Riprendiamo dalla REPUBBLICA di oggi, 30/10/2017, a pag.4, con il titolo
" L'allarme di El Baradei 'mai stato così vicino lo scontro nucleare, sì al dialogo con Kim' " l'intervista di Francesca Caferri a El Baradei.
Le domande di Francesca Caferri sono tutte bene impostate ( tranne l'ultima, uno fuori dal giro come El Baradei non aspetterebbe altro). Il problema non sono quindi le domande, ma chi risponde. Ci piacerebbe sapere chi ha suggerito il suo nome. El Baradei cita, fra le molte fesserie che propina, il nome dell'ex presidente Usa Jimmy Carter, come la persona adatta a trattare con il dittatore della Corea del Nord, questo dopo aver detto "è il momento che la gente faccia pressione sui governi occidentali" poi continua "Non possono esserci Paesi più uguali di altri" dal che si deduce che l'atomica non fa differenza se l'hanno gli Usa o la Corea del Nord. E ancora "Io credo nel dialogo: anche con i dittatori."
Se l'Occidente si affida a uno come El Baradei la partita è già persa.
Francesca Caferri El Baradei
I casi al mondo in cui il nome di una persona viene indissolubilmente legato alla causa che rappresenta non sono molti. E con il passare del tempo sembrano diminuire sempre più. Esistono tuttavia alcune eccezioni: Mohammed El Baradei è una di queste. Premio Nobel per la pace nel 2005, l'egiziano che ha diretto l'Agenzia internazionale per l'Energia atomica (Aiea) fra il 1997 e il 2009 è il volto della lotta contro la proliferazione nucleare negli anni caldissimi post 11 settembre 2001: fu uno dei pochi a opporsi strenuamente all'Amministrazione Bush quando sosteneva di avere le prove della presenza di armi nucleari in Iraq per giustificare l'invasione del 2003, e di nuovo nel 2007 quando accusò Teheran di aver violato i termini dell'accordo sul contenimento del suo programma nucleare. In una conferenza dominata dal fantasma dell'atomica coreana, la sua presenza a Roma, da Nobel e da esperto della materia, è doppiamente significativa.
Dottor El Baradei, perché ha accettato l'invito del Papa?

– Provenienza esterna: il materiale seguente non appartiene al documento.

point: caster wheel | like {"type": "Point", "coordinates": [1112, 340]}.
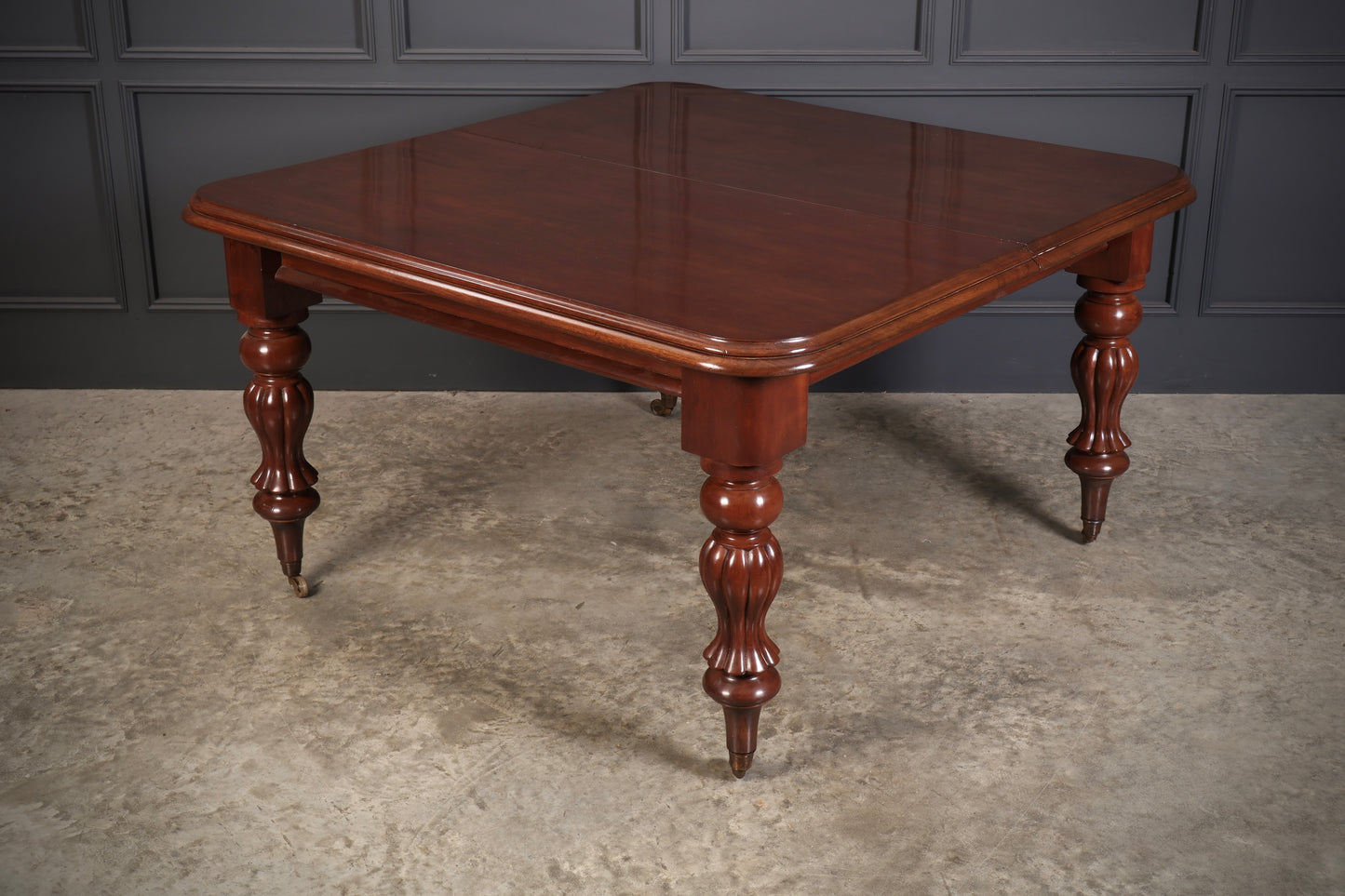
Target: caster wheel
{"type": "Point", "coordinates": [664, 405]}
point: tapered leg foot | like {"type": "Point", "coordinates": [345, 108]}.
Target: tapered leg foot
{"type": "Point", "coordinates": [1105, 368]}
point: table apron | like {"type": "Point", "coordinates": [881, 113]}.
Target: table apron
{"type": "Point", "coordinates": [583, 353]}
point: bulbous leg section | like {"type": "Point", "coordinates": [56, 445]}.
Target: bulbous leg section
{"type": "Point", "coordinates": [741, 568]}
{"type": "Point", "coordinates": [278, 404]}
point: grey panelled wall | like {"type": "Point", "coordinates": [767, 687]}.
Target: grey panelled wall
{"type": "Point", "coordinates": [114, 111]}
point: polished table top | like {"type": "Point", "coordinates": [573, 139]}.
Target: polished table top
{"type": "Point", "coordinates": [712, 228]}
{"type": "Point", "coordinates": [716, 245]}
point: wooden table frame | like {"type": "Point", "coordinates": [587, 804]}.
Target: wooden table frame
{"type": "Point", "coordinates": [744, 397]}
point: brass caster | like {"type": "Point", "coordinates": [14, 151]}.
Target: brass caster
{"type": "Point", "coordinates": [664, 405]}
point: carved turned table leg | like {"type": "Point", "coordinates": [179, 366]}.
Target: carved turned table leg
{"type": "Point", "coordinates": [278, 401]}
{"type": "Point", "coordinates": [741, 568]}
{"type": "Point", "coordinates": [741, 428]}
{"type": "Point", "coordinates": [1105, 367]}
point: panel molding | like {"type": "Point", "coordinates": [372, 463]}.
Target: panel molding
{"type": "Point", "coordinates": [132, 90]}
{"type": "Point", "coordinates": [1208, 307]}
{"type": "Point", "coordinates": [1242, 20]}
{"type": "Point", "coordinates": [362, 51]}
{"type": "Point", "coordinates": [1190, 136]}
{"type": "Point", "coordinates": [683, 53]}
{"type": "Point", "coordinates": [962, 53]}
{"type": "Point", "coordinates": [87, 50]}
{"type": "Point", "coordinates": [641, 51]}
{"type": "Point", "coordinates": [102, 167]}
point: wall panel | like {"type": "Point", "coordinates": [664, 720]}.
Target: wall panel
{"type": "Point", "coordinates": [1073, 31]}
{"type": "Point", "coordinates": [1279, 210]}
{"type": "Point", "coordinates": [1289, 31]}
{"type": "Point", "coordinates": [50, 30]}
{"type": "Point", "coordinates": [58, 237]}
{"type": "Point", "coordinates": [523, 30]}
{"type": "Point", "coordinates": [244, 29]}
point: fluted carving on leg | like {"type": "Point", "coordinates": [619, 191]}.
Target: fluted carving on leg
{"type": "Point", "coordinates": [278, 404]}
{"type": "Point", "coordinates": [1103, 368]}
{"type": "Point", "coordinates": [741, 568]}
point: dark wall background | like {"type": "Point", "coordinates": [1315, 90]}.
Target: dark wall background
{"type": "Point", "coordinates": [114, 111]}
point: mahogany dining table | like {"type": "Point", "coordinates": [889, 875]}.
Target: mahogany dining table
{"type": "Point", "coordinates": [727, 247]}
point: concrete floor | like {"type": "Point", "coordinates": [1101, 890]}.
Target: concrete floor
{"type": "Point", "coordinates": [495, 688]}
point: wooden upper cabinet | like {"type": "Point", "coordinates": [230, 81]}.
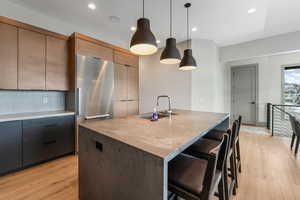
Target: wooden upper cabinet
{"type": "Point", "coordinates": [57, 76]}
{"type": "Point", "coordinates": [126, 59]}
{"type": "Point", "coordinates": [87, 48]}
{"type": "Point", "coordinates": [32, 60]}
{"type": "Point", "coordinates": [133, 83]}
{"type": "Point", "coordinates": [8, 57]}
{"type": "Point", "coordinates": [121, 82]}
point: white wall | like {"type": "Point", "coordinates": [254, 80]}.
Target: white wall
{"type": "Point", "coordinates": [159, 79]}
{"type": "Point", "coordinates": [200, 89]}
{"type": "Point", "coordinates": [207, 79]}
{"type": "Point", "coordinates": [26, 15]}
{"type": "Point", "coordinates": [269, 79]}
{"type": "Point", "coordinates": [286, 43]}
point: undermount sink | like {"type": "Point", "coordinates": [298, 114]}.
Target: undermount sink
{"type": "Point", "coordinates": [161, 114]}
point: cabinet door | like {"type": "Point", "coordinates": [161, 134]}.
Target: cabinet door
{"type": "Point", "coordinates": [121, 82]}
{"type": "Point", "coordinates": [133, 83]}
{"type": "Point", "coordinates": [8, 57]}
{"type": "Point", "coordinates": [57, 76]}
{"type": "Point", "coordinates": [10, 146]}
{"type": "Point", "coordinates": [120, 109]}
{"type": "Point", "coordinates": [45, 139]}
{"type": "Point", "coordinates": [126, 59]}
{"type": "Point", "coordinates": [132, 108]}
{"type": "Point", "coordinates": [86, 48]}
{"type": "Point", "coordinates": [31, 74]}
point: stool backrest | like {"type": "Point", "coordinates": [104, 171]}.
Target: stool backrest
{"type": "Point", "coordinates": [234, 132]}
{"type": "Point", "coordinates": [293, 125]}
{"type": "Point", "coordinates": [239, 125]}
{"type": "Point", "coordinates": [297, 127]}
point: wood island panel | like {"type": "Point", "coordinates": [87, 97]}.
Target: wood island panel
{"type": "Point", "coordinates": [112, 170]}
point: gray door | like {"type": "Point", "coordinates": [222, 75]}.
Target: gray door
{"type": "Point", "coordinates": [243, 80]}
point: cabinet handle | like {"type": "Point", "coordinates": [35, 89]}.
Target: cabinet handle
{"type": "Point", "coordinates": [50, 125]}
{"type": "Point", "coordinates": [50, 142]}
{"type": "Point", "coordinates": [99, 146]}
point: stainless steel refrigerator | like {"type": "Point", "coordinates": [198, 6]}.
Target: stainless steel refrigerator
{"type": "Point", "coordinates": [95, 88]}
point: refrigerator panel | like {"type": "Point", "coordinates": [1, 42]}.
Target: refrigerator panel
{"type": "Point", "coordinates": [95, 87]}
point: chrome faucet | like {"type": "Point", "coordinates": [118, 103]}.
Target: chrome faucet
{"type": "Point", "coordinates": [164, 96]}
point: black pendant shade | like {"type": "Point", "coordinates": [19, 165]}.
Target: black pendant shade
{"type": "Point", "coordinates": [170, 54]}
{"type": "Point", "coordinates": [188, 62]}
{"type": "Point", "coordinates": [143, 41]}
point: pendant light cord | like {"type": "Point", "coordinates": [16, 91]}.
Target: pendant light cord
{"type": "Point", "coordinates": [143, 8]}
{"type": "Point", "coordinates": [171, 19]}
{"type": "Point", "coordinates": [188, 29]}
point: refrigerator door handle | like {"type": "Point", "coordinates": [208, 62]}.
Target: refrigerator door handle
{"type": "Point", "coordinates": [78, 104]}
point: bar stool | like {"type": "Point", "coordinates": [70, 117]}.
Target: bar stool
{"type": "Point", "coordinates": [217, 135]}
{"type": "Point", "coordinates": [237, 145]}
{"type": "Point", "coordinates": [197, 150]}
{"type": "Point", "coordinates": [296, 133]}
{"type": "Point", "coordinates": [198, 178]}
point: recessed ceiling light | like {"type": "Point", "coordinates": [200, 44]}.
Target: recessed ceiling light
{"type": "Point", "coordinates": [92, 6]}
{"type": "Point", "coordinates": [114, 19]}
{"type": "Point", "coordinates": [251, 10]}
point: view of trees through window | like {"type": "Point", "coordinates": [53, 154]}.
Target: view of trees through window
{"type": "Point", "coordinates": [292, 86]}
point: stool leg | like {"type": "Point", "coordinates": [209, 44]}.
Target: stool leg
{"type": "Point", "coordinates": [221, 189]}
{"type": "Point", "coordinates": [235, 167]}
{"type": "Point", "coordinates": [232, 172]}
{"type": "Point", "coordinates": [293, 140]}
{"type": "Point", "coordinates": [226, 186]}
{"type": "Point", "coordinates": [239, 155]}
{"type": "Point", "coordinates": [297, 145]}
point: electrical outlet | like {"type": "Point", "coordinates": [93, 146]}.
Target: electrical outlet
{"type": "Point", "coordinates": [45, 100]}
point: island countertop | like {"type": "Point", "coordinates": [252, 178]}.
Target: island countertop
{"type": "Point", "coordinates": [163, 138]}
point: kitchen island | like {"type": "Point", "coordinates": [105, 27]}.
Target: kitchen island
{"type": "Point", "coordinates": [127, 159]}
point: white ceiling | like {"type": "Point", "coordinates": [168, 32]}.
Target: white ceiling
{"type": "Point", "coordinates": [224, 21]}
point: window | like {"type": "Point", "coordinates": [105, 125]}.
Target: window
{"type": "Point", "coordinates": [291, 95]}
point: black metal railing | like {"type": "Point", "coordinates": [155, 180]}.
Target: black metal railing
{"type": "Point", "coordinates": [278, 118]}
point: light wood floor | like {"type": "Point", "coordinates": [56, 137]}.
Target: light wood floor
{"type": "Point", "coordinates": [270, 172]}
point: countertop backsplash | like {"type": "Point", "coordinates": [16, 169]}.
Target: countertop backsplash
{"type": "Point", "coordinates": [12, 102]}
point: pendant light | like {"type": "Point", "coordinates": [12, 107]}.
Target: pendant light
{"type": "Point", "coordinates": [188, 62]}
{"type": "Point", "coordinates": [170, 54]}
{"type": "Point", "coordinates": [143, 41]}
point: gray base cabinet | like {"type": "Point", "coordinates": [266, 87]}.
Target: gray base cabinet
{"type": "Point", "coordinates": [45, 139]}
{"type": "Point", "coordinates": [29, 142]}
{"type": "Point", "coordinates": [10, 146]}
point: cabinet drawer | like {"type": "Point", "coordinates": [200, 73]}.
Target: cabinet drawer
{"type": "Point", "coordinates": [44, 139]}
{"type": "Point", "coordinates": [10, 146]}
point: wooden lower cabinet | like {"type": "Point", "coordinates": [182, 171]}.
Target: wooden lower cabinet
{"type": "Point", "coordinates": [125, 108]}
{"type": "Point", "coordinates": [10, 146]}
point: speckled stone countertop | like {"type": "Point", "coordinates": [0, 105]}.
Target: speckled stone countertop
{"type": "Point", "coordinates": [161, 138]}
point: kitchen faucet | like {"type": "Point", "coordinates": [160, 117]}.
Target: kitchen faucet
{"type": "Point", "coordinates": [164, 96]}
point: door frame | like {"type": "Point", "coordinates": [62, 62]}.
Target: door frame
{"type": "Point", "coordinates": [255, 67]}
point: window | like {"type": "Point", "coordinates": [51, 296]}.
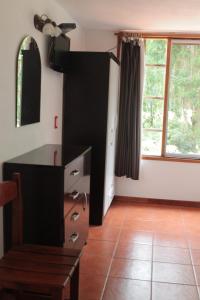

«Perché credo sia un'iniziativa importante e perché sono un grande sostenitore di papa Francesco. È il migliore politico che ci sia oggi, quello che dice sempre ciò che la gente vorrebbe sentire. Quando, di fronte ai muri contro i migranti che si alzavano in Europa, ha chiesto a ogni parroco di accogliere una famiglia è stato fantastico».
E ora il nucleare: cosa c'entra con il Vaticano?
«Il Vaticano si occupa di pace. E pace non è solo una parola: ma sviluppo, solidarietà sociale, eguaglianza. E dire basta allo sviluppo di armi terribili. La tempistica di questa conferenza è perfetta: perché questo trattato era stato inizialmente firmato negli anni '70 ma solo qualche mese fa è stato adottato dall'Onu. Nel frattempo però stiamo riscrivendo la Storia: trent'anni fa abbiamo detto no a queste armi, ma ora siamo in una situazione drammatica, vicini come non mai al loro uso. Oggi un errore, una valutazione sbagliata o un fraintendimento, possono portare allo scontro nucleare fra Corea del Nord e Stati Uniti nel giro di 99 pochi minuti».
Qual è lo scopo pratico dell'incontro?
«Il primo è senza dubbio rendere le persone coscienti del rischio che viviamo. Molti pensano che sia una questione sofisticata e lontana: credetemi, non è così. Quello nucleare è un rischio vero. Per questo è il momento che la gente faccia pressione sui governi occidentali: dobbiamo far capire che non si può andare avanti così. Non possono esserci Paesi più uguali di altri, qualcuno con l'atomica, qualcuno protetto dall'ombrello atomico di nazioni alleate e altri che non devono averla. Vogliamo l'abolizione totale della madre di tutte le armi di distruzione di massa: e il sostegno dell'opinione pubblica in questa battaglia è fondamentale».
Nella crisi fra Corea del Nord e Usa sembrano esserci echi dell'escalation che nel marzo 2003 condusse all'invasione dell'Iraq: retorica bellica crescente sullo sfondo di un'opinione pubblica contraria a ogni attacco, per citare il più ovvio...
«Anche io ho la chiara impressione che stiamo vivendo un'atmosfera simile a quella di quei giorni. Non soltanto quando parliamo di Corea del Nord. Penso all'Iran e all'Aiea che ha detto che stava rispettando i termini dell'accordo sul nucleare: ma Trump ha comunque fatto un passo indietro. Io credo nel dialogo: anche con i dittatori. Perché se un dittatore percepisce che intorno a lui si lavora per un cambio di regime farà di tutto per salvarsi. Anche mosse disperate».
Ma come si parla con un dittatore come Kim Jong-un?
«Questa è una domanda ancora tutta aperta. Ma provo a rovesciargliela: Gheddafi e Saddam erano dittatori orribili. Ma siamo certi che i loro Paesi stiano meglio oggi? E difficile parlare con gente simile ma dovremmo trovare un modo intelligente per farlo. Se agiamo solo in base al risentimento è peggio. Se ci limitiamo a sanzioni economiche a subire i danni maggiori sarà la gente comune, mentre il regime in questione si arricchirà. L'Iraq questo lo ha dimostrato in modo chiarissimo. Una strada perfetta non c'è ma dobbiamo cercare quella migliore possibile».
Lei andrebbe in Corea del Nord a negoziare?
«Certo che andrei. Però prima dovrebbero invitarmi. Ma non ci sono solo io: Jimmy Carter ha detto che è pronto ad andare e sono certo che farebbe un ottimo lavoro. L'ex segretario di Stato Madeleine Albright andò e ottenne buoni risultati per conto dell'allora presidente Bill Clinton. Demonizzare il nemico non serve a nulla dobbiamo trovare il modo di convivere e poi magari, gradualmente, individuare anche valori che condivisi. Ma la prima cosa è evitare di ucciderci l'uno con l'altro: dunque basta con la proliferazione nucleare».